Israel’s top court has ruled that a six-year-old boy who was the sole survivor of a cable car crash in northern Italy must be returned to relatives there within the next couple of weeks.
Eitan Biran has been at the centre of a bitter custody battle between relatives in Italy and Israel since his parents were killed in the Stresa-Mottarone aerial tramway crash on 23 May.
He was allegedly abducted from the home of his paternal aunt, Aya Biran-Nirko, near Pavia by his maternal grandfather, Shmuel Peleg, on 11 September.
Biran-Nirko was granted temporary custody of Eitan soon after the tragedy, which also claimed the lives of his two-year-old brother and maternal great-grandparents.
Lawyers for Biran-Nirko said the verdict, which upheld a ruling by a lower court in October, marked “the end of an unfortunate episode”. The boy must be returned to Italy by 12 December.
Meanwhile, the Peleg family pledged to continue to fight “in every legal way” to have him brought back to Israel.
According to reports in the Italian press, the supreme court said Eitan had lived in Italy most of his life and could not be removed from his “habitual residence”.
The court said his parents had chosen to settle indefinitely in Italy and that Peleg “did not provide a valid reason why the return to Italy could cause psychological or physical damage to the child”.
Italian police issued an international arrest warrant for Peleg after the alleged abduction, and last week his alleged accomplice, Gabriel Abutbul Alon, was arrested in Cyprus.
Eitan was driven across the Italian border to the Swiss city of Lugano, from where he was taken by private plane to Tel Aviv.
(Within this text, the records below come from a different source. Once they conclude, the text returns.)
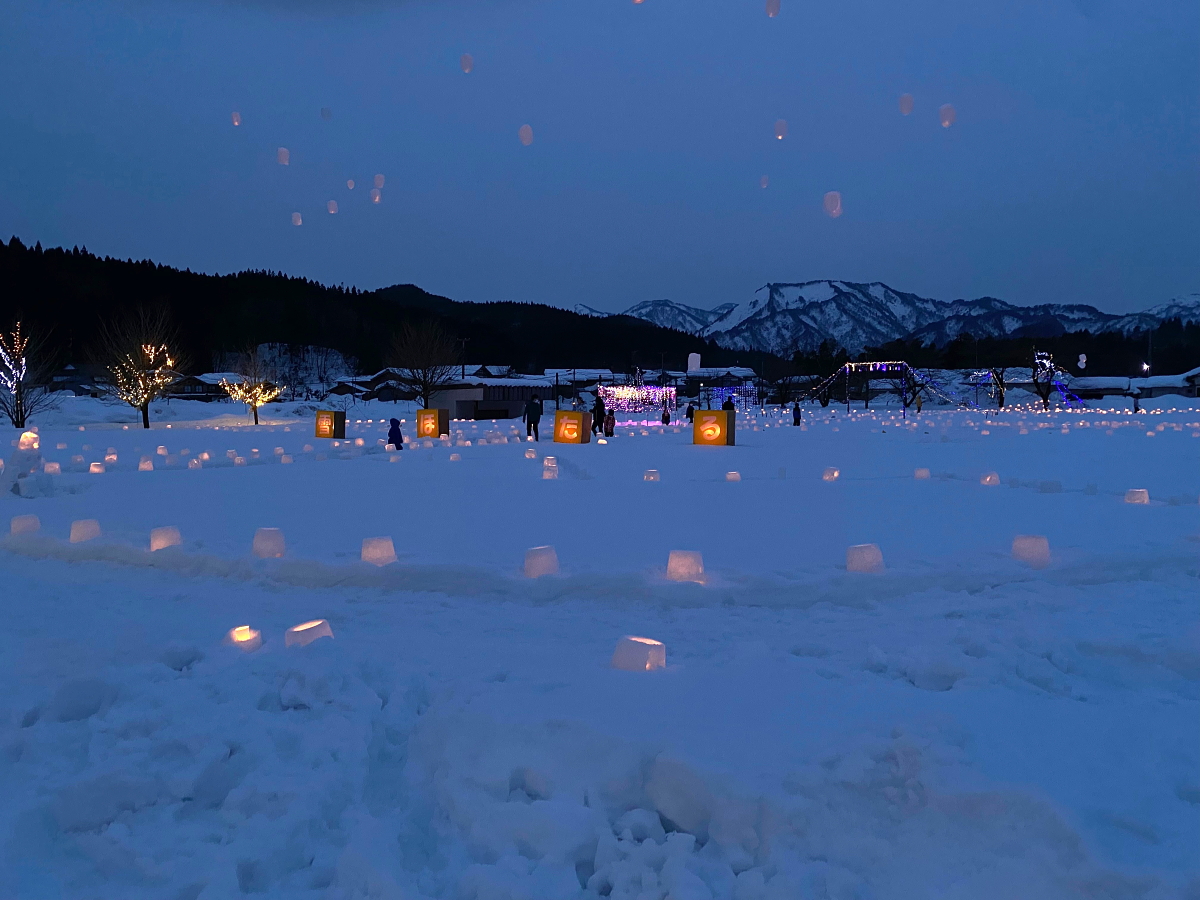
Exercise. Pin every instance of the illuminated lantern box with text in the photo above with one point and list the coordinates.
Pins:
(330, 424)
(571, 427)
(713, 427)
(432, 423)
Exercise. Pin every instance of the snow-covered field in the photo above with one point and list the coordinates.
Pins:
(959, 725)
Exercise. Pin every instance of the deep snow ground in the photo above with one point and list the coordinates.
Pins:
(958, 726)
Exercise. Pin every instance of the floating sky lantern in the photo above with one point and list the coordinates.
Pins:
(306, 633)
(864, 558)
(245, 639)
(24, 525)
(685, 565)
(268, 544)
(639, 654)
(378, 551)
(1032, 550)
(84, 529)
(540, 561)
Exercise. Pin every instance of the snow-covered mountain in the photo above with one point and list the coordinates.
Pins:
(787, 317)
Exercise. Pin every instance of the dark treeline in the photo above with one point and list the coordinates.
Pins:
(1171, 348)
(66, 294)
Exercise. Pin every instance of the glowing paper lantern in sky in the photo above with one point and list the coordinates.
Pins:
(639, 654)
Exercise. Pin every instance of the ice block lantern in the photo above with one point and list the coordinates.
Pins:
(163, 538)
(306, 633)
(378, 551)
(540, 561)
(244, 637)
(1032, 549)
(685, 565)
(639, 654)
(24, 525)
(268, 544)
(864, 558)
(84, 529)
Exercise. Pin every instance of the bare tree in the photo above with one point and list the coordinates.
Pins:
(136, 351)
(258, 383)
(24, 377)
(425, 358)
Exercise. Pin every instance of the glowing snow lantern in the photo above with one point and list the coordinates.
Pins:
(540, 561)
(84, 529)
(864, 558)
(244, 637)
(685, 565)
(268, 544)
(1032, 550)
(378, 551)
(24, 525)
(306, 633)
(639, 654)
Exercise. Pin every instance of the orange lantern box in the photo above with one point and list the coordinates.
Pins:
(713, 427)
(573, 427)
(330, 424)
(432, 423)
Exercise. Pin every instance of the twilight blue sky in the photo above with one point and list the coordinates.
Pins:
(1072, 173)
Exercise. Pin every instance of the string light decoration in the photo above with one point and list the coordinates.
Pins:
(252, 393)
(138, 379)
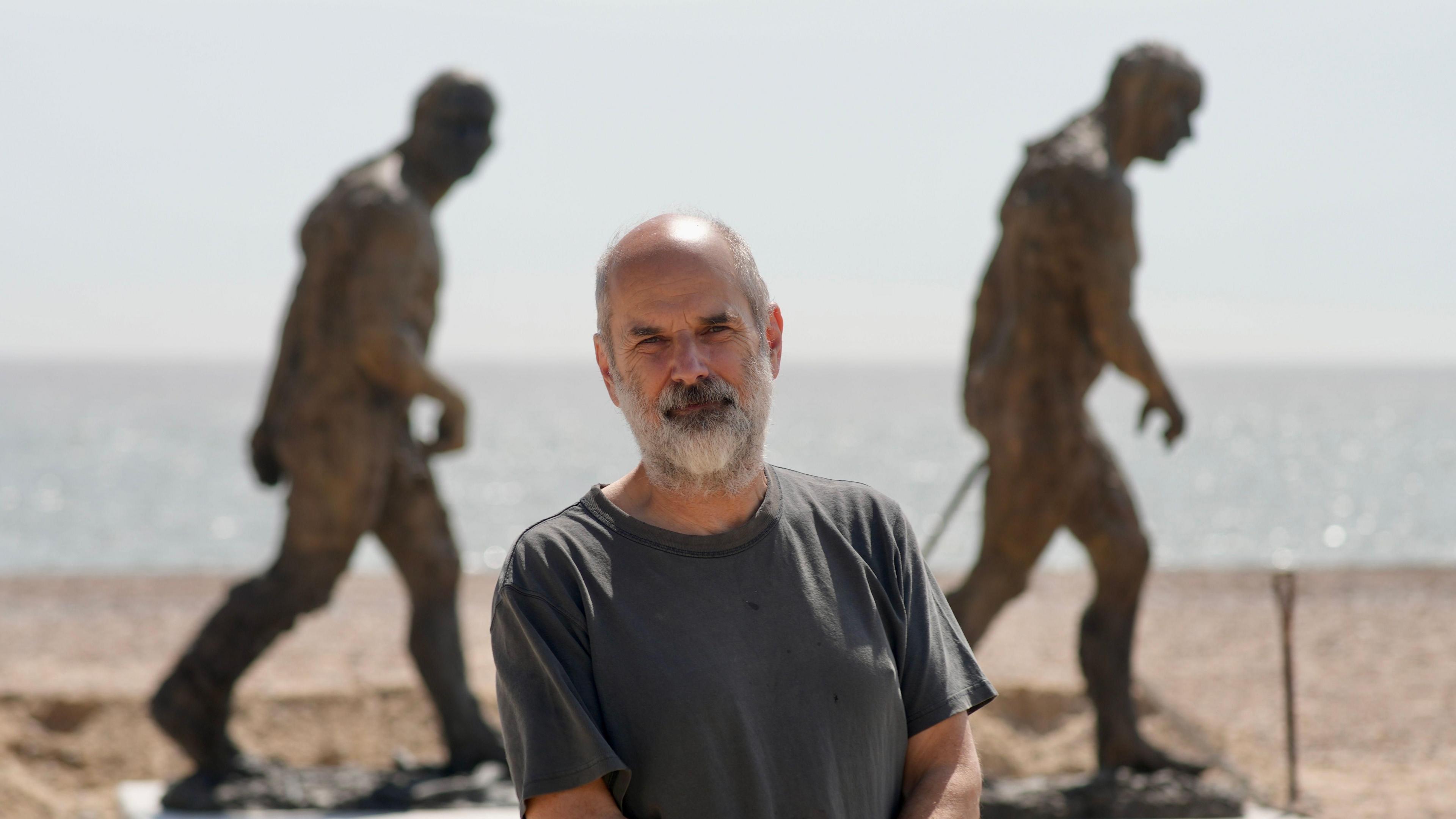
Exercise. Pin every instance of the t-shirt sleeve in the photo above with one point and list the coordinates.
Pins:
(938, 672)
(549, 715)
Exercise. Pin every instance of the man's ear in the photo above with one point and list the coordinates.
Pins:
(606, 369)
(774, 334)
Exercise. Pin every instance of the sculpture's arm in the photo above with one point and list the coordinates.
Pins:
(388, 349)
(1107, 289)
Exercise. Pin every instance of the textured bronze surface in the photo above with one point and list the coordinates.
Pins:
(337, 426)
(1055, 307)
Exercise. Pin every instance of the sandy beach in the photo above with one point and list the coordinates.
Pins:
(1376, 679)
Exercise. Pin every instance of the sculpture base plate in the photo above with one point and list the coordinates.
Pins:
(1111, 795)
(273, 789)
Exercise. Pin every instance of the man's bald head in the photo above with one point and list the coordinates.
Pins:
(692, 238)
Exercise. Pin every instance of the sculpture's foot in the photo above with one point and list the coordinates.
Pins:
(1145, 758)
(197, 725)
(466, 760)
(199, 792)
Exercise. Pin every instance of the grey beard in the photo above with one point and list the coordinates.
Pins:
(712, 451)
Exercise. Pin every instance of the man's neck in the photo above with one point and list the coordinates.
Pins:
(686, 513)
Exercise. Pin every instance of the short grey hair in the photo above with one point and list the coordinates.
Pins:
(745, 267)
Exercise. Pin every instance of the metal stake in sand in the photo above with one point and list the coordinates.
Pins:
(956, 503)
(1285, 598)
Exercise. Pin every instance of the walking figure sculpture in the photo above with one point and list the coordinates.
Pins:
(1055, 308)
(337, 426)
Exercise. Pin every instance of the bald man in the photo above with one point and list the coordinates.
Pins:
(337, 426)
(710, 637)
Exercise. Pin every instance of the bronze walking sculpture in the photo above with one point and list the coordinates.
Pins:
(337, 428)
(1055, 307)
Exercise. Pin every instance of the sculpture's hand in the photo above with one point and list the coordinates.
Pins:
(1168, 406)
(265, 457)
(450, 432)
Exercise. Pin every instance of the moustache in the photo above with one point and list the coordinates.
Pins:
(704, 394)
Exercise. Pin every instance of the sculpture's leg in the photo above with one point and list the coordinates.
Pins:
(416, 531)
(1023, 511)
(194, 703)
(1106, 521)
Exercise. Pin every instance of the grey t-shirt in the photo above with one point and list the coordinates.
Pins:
(769, 672)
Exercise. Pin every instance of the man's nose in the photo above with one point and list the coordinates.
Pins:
(689, 362)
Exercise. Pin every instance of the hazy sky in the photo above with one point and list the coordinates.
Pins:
(162, 155)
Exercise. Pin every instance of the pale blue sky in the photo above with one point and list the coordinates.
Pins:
(162, 154)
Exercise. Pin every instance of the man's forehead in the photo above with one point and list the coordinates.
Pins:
(669, 280)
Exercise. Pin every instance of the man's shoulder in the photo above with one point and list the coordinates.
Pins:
(835, 496)
(554, 549)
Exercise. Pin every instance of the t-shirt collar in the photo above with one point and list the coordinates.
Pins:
(730, 541)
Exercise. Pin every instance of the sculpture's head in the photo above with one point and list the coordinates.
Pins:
(689, 344)
(1151, 98)
(452, 126)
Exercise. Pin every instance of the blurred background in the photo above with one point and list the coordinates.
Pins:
(1295, 283)
(1295, 276)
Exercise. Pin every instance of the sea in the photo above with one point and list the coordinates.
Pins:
(111, 468)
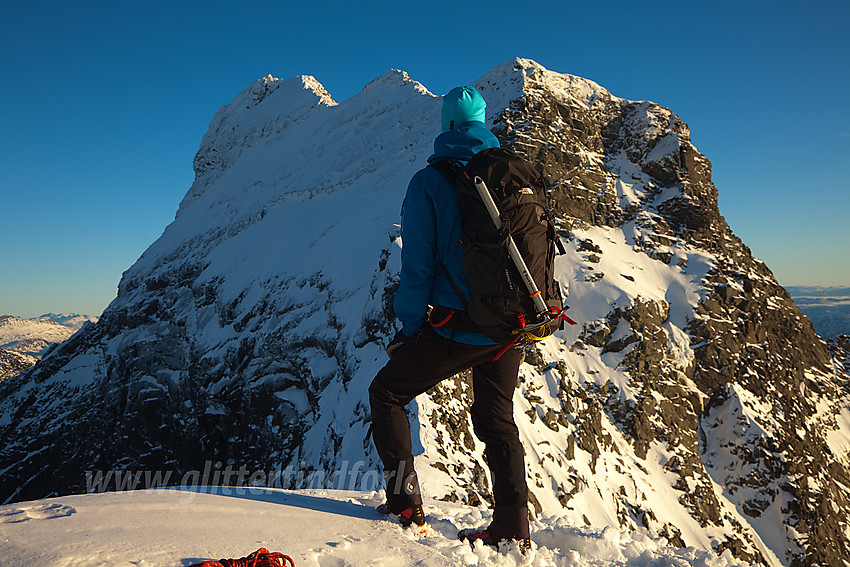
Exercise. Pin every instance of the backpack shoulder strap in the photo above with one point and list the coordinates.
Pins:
(448, 168)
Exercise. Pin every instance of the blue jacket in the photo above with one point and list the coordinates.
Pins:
(430, 229)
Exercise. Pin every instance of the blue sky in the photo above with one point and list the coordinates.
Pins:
(104, 104)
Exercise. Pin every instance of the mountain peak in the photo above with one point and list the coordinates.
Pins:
(255, 324)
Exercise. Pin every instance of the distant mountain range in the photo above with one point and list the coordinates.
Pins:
(828, 308)
(693, 402)
(24, 341)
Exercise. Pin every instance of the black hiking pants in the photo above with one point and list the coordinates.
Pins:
(417, 367)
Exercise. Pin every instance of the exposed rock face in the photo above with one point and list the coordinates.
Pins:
(694, 400)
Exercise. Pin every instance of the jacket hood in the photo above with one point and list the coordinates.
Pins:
(463, 142)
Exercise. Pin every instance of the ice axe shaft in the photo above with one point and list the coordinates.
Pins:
(513, 251)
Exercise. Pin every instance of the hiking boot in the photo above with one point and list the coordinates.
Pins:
(412, 516)
(483, 535)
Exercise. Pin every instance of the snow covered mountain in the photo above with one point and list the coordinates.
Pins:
(694, 400)
(34, 336)
(351, 533)
(24, 341)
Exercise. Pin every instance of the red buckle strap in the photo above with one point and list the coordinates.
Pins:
(443, 322)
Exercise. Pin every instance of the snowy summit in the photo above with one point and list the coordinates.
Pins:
(693, 416)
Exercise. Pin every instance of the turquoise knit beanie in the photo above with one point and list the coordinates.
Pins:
(462, 104)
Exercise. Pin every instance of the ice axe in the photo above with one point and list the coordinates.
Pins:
(544, 314)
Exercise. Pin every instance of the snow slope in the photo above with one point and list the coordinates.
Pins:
(248, 333)
(318, 528)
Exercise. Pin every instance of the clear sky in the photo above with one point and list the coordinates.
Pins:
(103, 105)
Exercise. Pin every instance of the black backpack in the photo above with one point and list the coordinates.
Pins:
(500, 305)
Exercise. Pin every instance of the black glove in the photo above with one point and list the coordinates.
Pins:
(399, 340)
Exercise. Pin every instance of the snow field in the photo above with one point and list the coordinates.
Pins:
(321, 528)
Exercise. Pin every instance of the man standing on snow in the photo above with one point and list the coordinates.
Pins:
(422, 355)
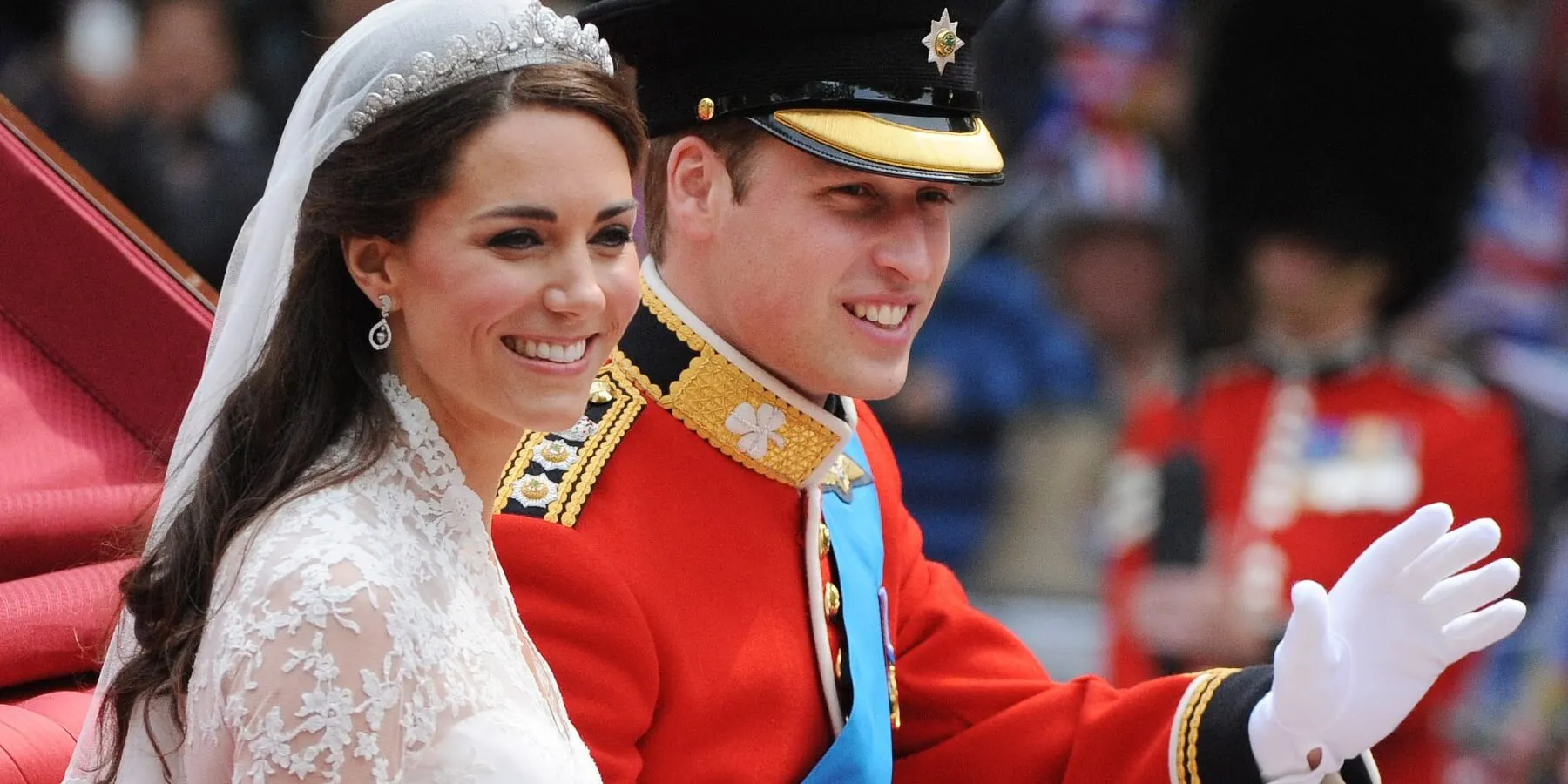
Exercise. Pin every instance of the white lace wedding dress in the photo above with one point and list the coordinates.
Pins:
(366, 634)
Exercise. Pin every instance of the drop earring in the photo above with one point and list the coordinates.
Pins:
(382, 331)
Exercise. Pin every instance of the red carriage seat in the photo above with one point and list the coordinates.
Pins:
(102, 335)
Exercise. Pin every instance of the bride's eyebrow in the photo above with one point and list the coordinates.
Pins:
(615, 209)
(548, 215)
(519, 211)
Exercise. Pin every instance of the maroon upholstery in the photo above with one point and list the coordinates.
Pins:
(35, 747)
(57, 623)
(101, 345)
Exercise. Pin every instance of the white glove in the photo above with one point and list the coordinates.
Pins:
(1355, 660)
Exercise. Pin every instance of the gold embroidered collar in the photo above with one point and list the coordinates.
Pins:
(734, 405)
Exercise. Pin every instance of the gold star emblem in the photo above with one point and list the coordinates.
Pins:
(844, 477)
(943, 44)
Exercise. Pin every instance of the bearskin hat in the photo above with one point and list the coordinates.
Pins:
(1348, 123)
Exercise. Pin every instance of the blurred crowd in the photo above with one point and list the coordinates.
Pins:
(1074, 300)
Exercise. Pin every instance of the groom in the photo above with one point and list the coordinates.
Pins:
(717, 562)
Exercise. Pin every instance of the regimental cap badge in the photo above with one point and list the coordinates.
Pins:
(943, 43)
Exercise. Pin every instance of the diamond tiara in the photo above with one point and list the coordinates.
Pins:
(529, 38)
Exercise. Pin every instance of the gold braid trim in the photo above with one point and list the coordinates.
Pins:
(598, 449)
(1189, 721)
(611, 425)
(711, 388)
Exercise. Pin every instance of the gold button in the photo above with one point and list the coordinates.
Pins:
(893, 698)
(556, 452)
(533, 488)
(946, 43)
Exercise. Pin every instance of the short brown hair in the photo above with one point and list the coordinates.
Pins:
(734, 140)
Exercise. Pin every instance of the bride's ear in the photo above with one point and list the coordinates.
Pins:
(370, 260)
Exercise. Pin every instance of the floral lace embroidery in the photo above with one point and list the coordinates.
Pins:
(360, 627)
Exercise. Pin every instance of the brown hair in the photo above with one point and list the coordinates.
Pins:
(734, 140)
(317, 376)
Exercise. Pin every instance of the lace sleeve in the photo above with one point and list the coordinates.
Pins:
(314, 684)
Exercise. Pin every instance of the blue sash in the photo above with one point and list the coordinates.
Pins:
(862, 752)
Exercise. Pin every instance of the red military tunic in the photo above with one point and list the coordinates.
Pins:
(666, 558)
(1377, 443)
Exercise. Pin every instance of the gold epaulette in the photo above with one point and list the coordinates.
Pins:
(551, 474)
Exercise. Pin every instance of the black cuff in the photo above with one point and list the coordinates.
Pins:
(1355, 770)
(1213, 740)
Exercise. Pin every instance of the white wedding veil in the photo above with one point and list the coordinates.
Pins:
(402, 51)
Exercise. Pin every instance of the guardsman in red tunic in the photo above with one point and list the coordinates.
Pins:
(717, 562)
(1289, 456)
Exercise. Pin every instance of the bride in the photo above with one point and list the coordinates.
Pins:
(441, 260)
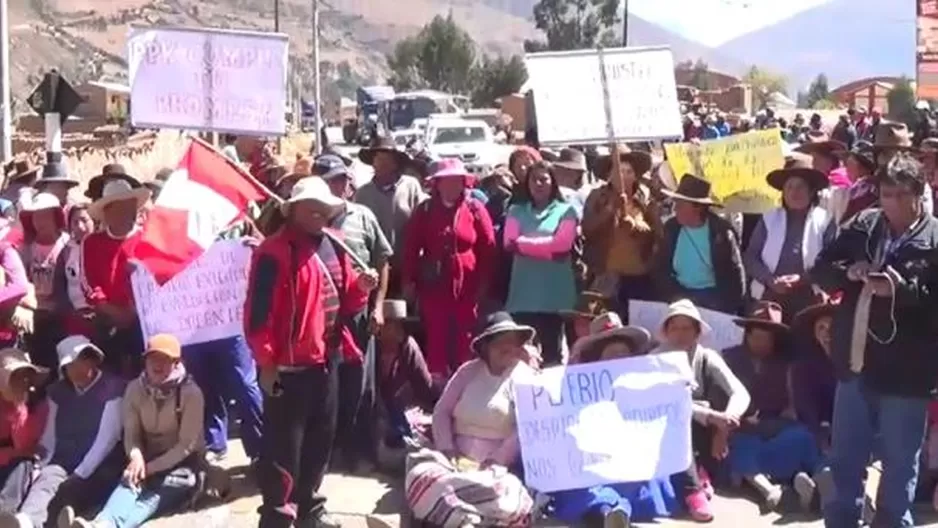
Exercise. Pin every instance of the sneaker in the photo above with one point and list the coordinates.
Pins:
(66, 518)
(15, 520)
(773, 498)
(806, 489)
(824, 480)
(698, 506)
(617, 518)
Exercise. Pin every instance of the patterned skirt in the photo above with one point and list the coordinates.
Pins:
(441, 494)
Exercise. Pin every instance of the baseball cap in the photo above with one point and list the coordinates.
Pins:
(327, 163)
(70, 348)
(166, 344)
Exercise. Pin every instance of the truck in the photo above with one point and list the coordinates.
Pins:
(407, 107)
(370, 114)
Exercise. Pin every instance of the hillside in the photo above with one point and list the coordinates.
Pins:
(85, 38)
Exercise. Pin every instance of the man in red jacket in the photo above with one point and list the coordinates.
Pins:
(301, 291)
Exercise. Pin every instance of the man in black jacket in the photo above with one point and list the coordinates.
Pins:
(885, 262)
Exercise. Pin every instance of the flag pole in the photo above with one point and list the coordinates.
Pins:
(361, 264)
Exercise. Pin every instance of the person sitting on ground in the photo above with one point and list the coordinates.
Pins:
(163, 439)
(682, 329)
(617, 504)
(475, 437)
(22, 416)
(770, 448)
(405, 387)
(80, 461)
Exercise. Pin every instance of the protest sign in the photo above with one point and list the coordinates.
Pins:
(570, 101)
(735, 166)
(626, 420)
(208, 80)
(203, 303)
(724, 332)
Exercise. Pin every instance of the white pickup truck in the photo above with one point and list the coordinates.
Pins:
(472, 141)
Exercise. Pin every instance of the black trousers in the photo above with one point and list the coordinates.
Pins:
(299, 429)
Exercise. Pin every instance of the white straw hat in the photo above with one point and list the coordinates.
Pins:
(688, 309)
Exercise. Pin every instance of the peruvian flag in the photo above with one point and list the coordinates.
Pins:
(203, 197)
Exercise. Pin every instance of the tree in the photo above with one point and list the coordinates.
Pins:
(497, 77)
(764, 83)
(818, 91)
(901, 101)
(442, 56)
(574, 24)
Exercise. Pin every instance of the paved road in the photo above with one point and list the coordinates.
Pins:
(375, 503)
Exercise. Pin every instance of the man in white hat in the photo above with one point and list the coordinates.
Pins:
(301, 292)
(105, 270)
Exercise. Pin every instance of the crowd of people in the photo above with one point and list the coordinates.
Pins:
(387, 323)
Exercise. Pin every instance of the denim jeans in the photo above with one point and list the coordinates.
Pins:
(128, 508)
(866, 421)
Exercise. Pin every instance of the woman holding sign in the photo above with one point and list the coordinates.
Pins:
(615, 505)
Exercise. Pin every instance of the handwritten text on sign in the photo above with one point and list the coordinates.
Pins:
(735, 166)
(626, 420)
(203, 303)
(200, 79)
(724, 332)
(569, 101)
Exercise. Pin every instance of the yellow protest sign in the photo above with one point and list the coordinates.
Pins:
(735, 166)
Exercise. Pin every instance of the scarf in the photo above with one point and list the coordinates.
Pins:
(165, 390)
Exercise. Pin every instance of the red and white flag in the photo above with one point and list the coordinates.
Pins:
(203, 197)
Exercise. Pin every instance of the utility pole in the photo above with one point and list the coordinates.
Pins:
(317, 86)
(625, 24)
(6, 126)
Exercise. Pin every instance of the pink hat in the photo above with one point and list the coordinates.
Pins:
(448, 167)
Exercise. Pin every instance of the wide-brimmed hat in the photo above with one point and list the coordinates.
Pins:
(766, 315)
(571, 159)
(383, 144)
(863, 152)
(113, 171)
(302, 168)
(448, 168)
(606, 326)
(329, 166)
(686, 308)
(640, 161)
(818, 142)
(892, 136)
(13, 360)
(70, 348)
(798, 165)
(313, 189)
(166, 344)
(21, 169)
(692, 189)
(826, 305)
(118, 190)
(501, 323)
(589, 304)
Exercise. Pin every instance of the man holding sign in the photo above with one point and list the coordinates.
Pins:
(301, 291)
Peleg and Alon are wanted by Italian police on charges of kidnapping, abduction and “sequestration abroad of a minor”.
Biran, who received injuries to his head and legs in the crash, went to live with Biran-Nirko after being discharged from hospital in June, and had been due to start school two days after the alleged kidnap.
His parents were Israeli but he had been living in Italy since he was one month old and has dual Israeli/Italian nationality. His paternal relatives claimed he had been taken away against their wishes and immediately filed a petition for his return to Italy. Peleg argued he had acted in the boy’s best interests.
The cable car crash, which killed 14 people including a six-year-old Italian boy, is believed to have happened when a lead cable snapped, causing the cabin to hurtle backwards before falling about 20 metres into a wooded area below. The cabin was just a few metres away from Monte Mottarone, its destination almost 1,500 metres above sea level, when the crash happened.